I am trying to improve the maintainability and reusability of my CSS over the longterm. I've written about how to organize CSS before. I've learned a lot since I wrote that. I've tried lots of things and talked to lots of people, I finally seem to have found a conceptual framework to capture my new understanding. I'm trying to explore it here. Comments are welcome.
I'm going to take a cue from the first page of SICP and analyze CSS as a language.
Abelson and Sussman in SICP 1.1 (italics mine):
A powerful programming language is more than just a means for instructing a computer to perform tasks. The language also serves as a framework within which we organize our ideas about processes. Thus, when we describe a language, we should pay particular attention to the means that the language provides for combining simple ideas to form more complex ideas. Every powerful language has three mechanisms for accomplishing this:
primitive expressions, which represent the simplest entities the language is concerned with,
means of combination, by which compound elements are built from simpler ones, and
means of abstraction, by which compound elements can be named and manipulated as units.

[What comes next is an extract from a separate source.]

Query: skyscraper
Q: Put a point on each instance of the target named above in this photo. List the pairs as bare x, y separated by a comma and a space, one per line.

Let's analyze CSS in terms of these three mechanisms.
Primitive Expressions
The simplest entities the language is concerned with are properties and primitive selectors. CSS properties, though they have a property name and property value part, are meaningless if split up. Primitive selectors include element name selectors (body, a, div), class name selectors (.main-wrapper), id selectors (#login-form), and pseudo-class selectors (:hover), among others. Properties appear inside the rule body ({}), while selectors appear before the rule body. The two are semantically and syntactically separated.
Means of Combination
Properties can be combined in two ways. First, multiple properties can be put inside the same rule body. This is the most obvious and most readable form of property combination. The second form is harder to reason about. It occurs automatically within the browser during rendering. That form of combination, involving the application of multiple rule bodies to the same HTML element, uses a complex ordering of properties from all bits of CSS and element styles on the page.
Tomes have been written about how difficult it is to reason about this automatic form of combination. Usually, the answer is limiting it (or avoiding it altogether) through programmer discipline, with varying degrees of success.

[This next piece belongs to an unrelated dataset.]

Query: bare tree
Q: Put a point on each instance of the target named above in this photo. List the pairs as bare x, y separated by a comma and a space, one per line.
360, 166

Primitive selectors can be combined in several ways. Without spaces between them, multiple selectors will intersect, meaning they target elements more specifically. div.main-container will target div elements that ALSO have the class main-container.

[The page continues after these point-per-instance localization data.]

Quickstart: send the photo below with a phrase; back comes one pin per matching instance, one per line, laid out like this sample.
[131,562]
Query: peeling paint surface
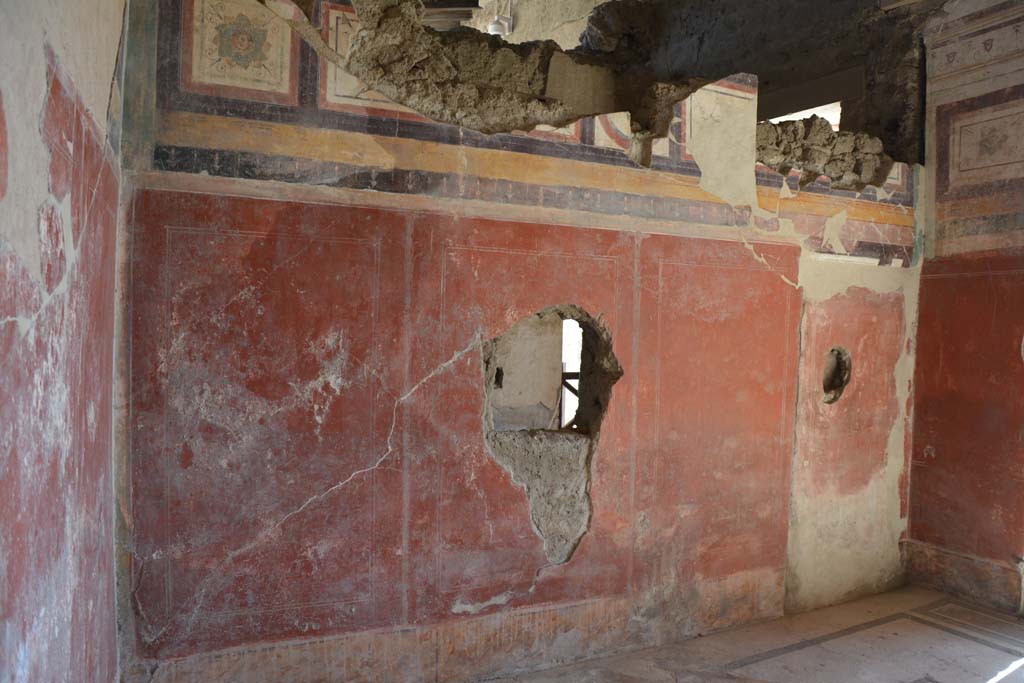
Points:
[309,460]
[968,429]
[56,332]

With spaces, multiple selectors indicate nesting. div .main-container matches any element of class main-container within any div. There are several operators which combine them in different ways (> indicates direct nesting, etc.). Nested selectors are associated with CSS that is strongly coupled with the structure of the HTML it is styling and therefore less reusable.
Selectors that are combined with commas create a group. These compound selectors will match any element that matches at least one of the component selectors. header, .header will match all header elements and all elements with class header.
There are more types of selector combintation operators, but they are more specialized and less frequently used.
The locus of combination, for both properties and selectors, is the rule. The rule has one compound selector and zero or more properties. Rules with zero properties have no effect.
Means of Abstraction
The means of abstraction in CSS are quite limited. There is no way to name anything. People lament the lack of named values (often refered to as variables) or named styles (sometimes called mixins). Naming is out in CSS.
The only means of abstraction is the class and id, which are labels that can be applied to HTML elements. With an id or class (or combinations), you can target precisely the elements you need to and achieve some reuse. For instance, I can "reuse" the #login-form id selector in two different rules. I can also add the class rounded-corner to two different HTML elements, effectively "reusing" the same rule twice. By a very disciplined use of class selectors by combining them with commas, one can apply "rule bodies" as a unit in a very limited way, though it is impracticable in practice.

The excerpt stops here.